Triangulate RSS growth from metrics¶

Problem¶

RSS is a per-process metric, not a per-query metric. When Postgres RSS climbs toward memory-pressure limits, the operator needs to know which queries are responsible — but EXPLAIN (ANALYZE, BUFFERS) in isolation shows only I/O and runtime, not process-memory footprint, and Query Insights does not expose per-query memory.

Simeon Griggs (PlanetScale, 2026-03-30) names the gap explicitly:

"Query Insights helps you investigate query performance through CPU time, I/O, and latency, but it does not show per-query memory. You may see OOM markers and slow-query signals, but not query-specific RSS usage. RSS is a per-process metric, not a per-query metric. That means you cannot read 'RSS per query' directly from EXPLAIN or Query Insights."

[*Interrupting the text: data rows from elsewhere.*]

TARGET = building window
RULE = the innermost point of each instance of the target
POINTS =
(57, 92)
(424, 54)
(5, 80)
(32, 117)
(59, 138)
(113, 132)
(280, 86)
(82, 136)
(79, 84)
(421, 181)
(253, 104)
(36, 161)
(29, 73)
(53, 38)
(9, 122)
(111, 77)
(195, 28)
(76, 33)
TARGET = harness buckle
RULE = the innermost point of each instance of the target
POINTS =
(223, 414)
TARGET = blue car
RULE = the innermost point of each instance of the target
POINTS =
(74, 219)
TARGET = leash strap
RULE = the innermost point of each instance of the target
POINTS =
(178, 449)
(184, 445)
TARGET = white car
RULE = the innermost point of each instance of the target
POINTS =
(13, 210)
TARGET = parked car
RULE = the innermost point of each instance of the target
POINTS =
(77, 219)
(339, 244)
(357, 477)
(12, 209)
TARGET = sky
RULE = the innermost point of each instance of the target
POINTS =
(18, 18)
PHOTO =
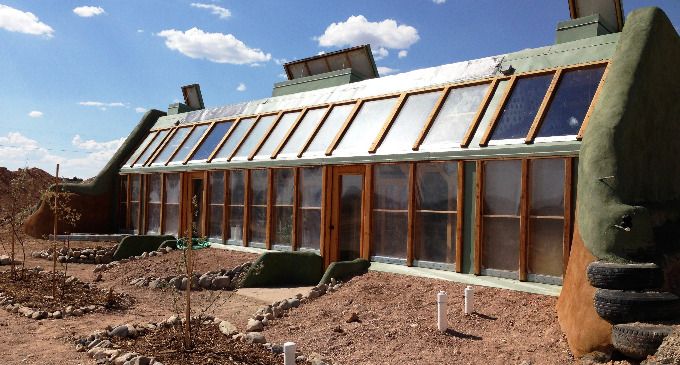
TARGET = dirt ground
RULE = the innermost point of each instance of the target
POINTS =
(397, 318)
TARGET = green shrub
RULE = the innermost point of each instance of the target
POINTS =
(284, 268)
(136, 245)
(345, 270)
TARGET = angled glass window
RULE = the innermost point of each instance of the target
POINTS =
(254, 137)
(365, 127)
(328, 130)
(277, 135)
(233, 140)
(171, 145)
(520, 109)
(152, 147)
(411, 119)
(210, 142)
(140, 148)
(190, 143)
(570, 104)
(455, 117)
(302, 133)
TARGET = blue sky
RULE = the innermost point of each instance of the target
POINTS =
(77, 76)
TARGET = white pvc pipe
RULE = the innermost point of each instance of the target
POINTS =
(442, 324)
(289, 353)
(469, 303)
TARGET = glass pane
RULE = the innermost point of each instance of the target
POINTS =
(435, 237)
(328, 130)
(349, 240)
(390, 186)
(310, 187)
(302, 132)
(211, 141)
(571, 101)
(235, 223)
(502, 187)
(216, 216)
(140, 148)
(283, 225)
(520, 109)
(235, 137)
(236, 187)
(170, 147)
(365, 127)
(277, 135)
(455, 117)
(153, 217)
(406, 128)
(190, 143)
(310, 228)
(217, 187)
(152, 147)
(500, 248)
(254, 137)
(258, 187)
(547, 187)
(545, 247)
(436, 194)
(258, 223)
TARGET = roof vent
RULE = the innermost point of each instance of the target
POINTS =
(328, 69)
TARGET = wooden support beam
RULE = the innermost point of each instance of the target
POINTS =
(479, 218)
(494, 120)
(524, 222)
(411, 225)
(470, 133)
(388, 123)
(460, 214)
(543, 108)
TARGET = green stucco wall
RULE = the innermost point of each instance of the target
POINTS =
(630, 156)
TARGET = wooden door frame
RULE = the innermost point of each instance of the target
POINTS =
(330, 250)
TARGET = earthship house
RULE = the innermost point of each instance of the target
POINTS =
(528, 165)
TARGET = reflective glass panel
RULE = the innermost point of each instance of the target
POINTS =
(520, 109)
(455, 116)
(277, 135)
(571, 101)
(211, 141)
(328, 130)
(302, 132)
(365, 127)
(152, 147)
(408, 124)
(170, 147)
(140, 148)
(190, 143)
(235, 137)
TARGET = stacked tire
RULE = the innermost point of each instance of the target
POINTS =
(630, 298)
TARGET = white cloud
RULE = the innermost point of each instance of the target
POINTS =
(380, 53)
(358, 30)
(102, 105)
(215, 47)
(88, 11)
(15, 20)
(384, 71)
(221, 12)
(85, 159)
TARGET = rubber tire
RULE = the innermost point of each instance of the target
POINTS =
(618, 306)
(609, 275)
(639, 340)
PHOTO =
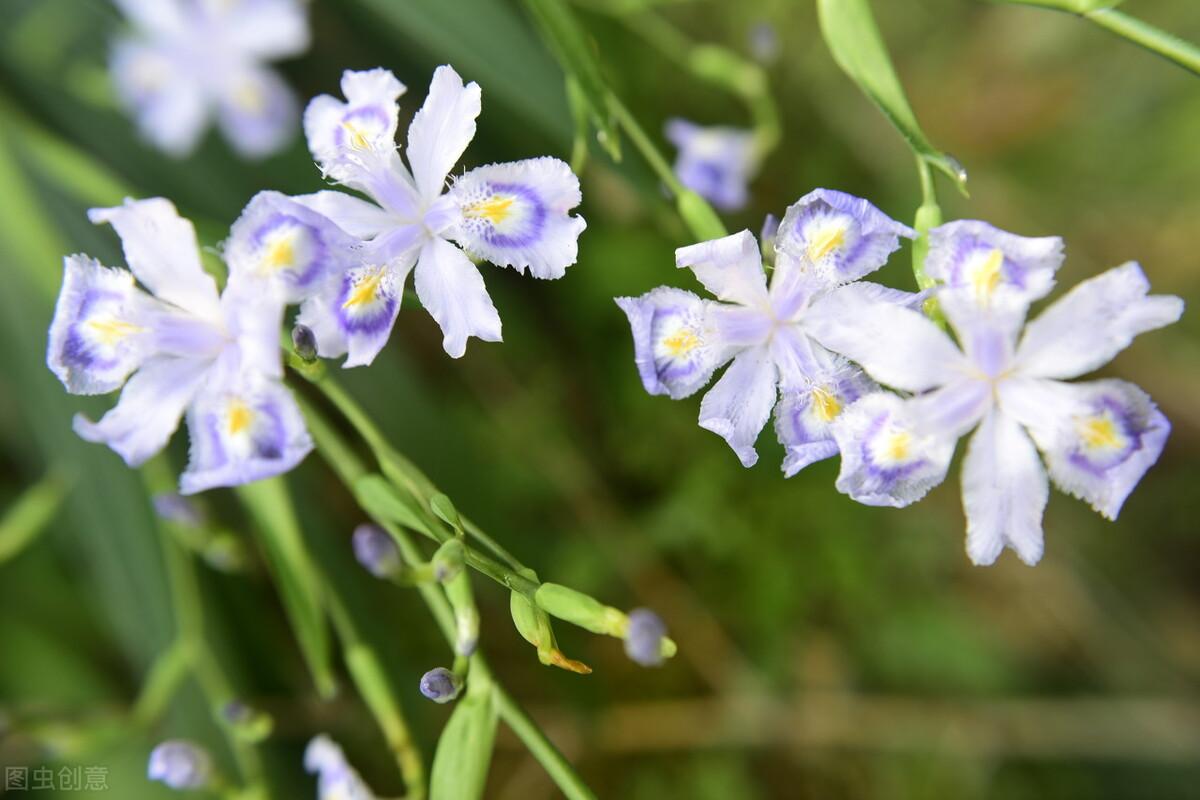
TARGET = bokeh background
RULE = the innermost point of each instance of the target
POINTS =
(826, 649)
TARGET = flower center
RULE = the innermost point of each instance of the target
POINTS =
(495, 209)
(111, 330)
(825, 404)
(827, 241)
(366, 290)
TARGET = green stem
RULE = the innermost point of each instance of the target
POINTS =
(189, 611)
(645, 146)
(1170, 47)
(349, 470)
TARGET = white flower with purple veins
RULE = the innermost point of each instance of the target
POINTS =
(513, 215)
(826, 242)
(1097, 439)
(714, 162)
(191, 60)
(187, 349)
(336, 780)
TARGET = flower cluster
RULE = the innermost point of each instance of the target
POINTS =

(Source: sources/2026-04-21-planetscale-high-memory-usage-in-postgres-is-good-actually.)

Pattern¶

Four-signal triangulation workflow:

1. Cluster Metrics
   → identify the time window when RSS rose
        ↓
2. Query Insights (same window)
   → find expensive query patterns (high runtime / CPU / I/O / rows-read)
   → find OOM-adjacent activity (error markers, connection resets)
        ↓
3. EXPLAIN (ANALYZE, BUFFERS, MEMORY) on suspects
   → operator-level memory attribution at the plan-node level
        ↓
4. Connection count (same window)
   → rule out high-concurrency RSS contribution
     (many moderate-memory backends > few memory-hungry queries)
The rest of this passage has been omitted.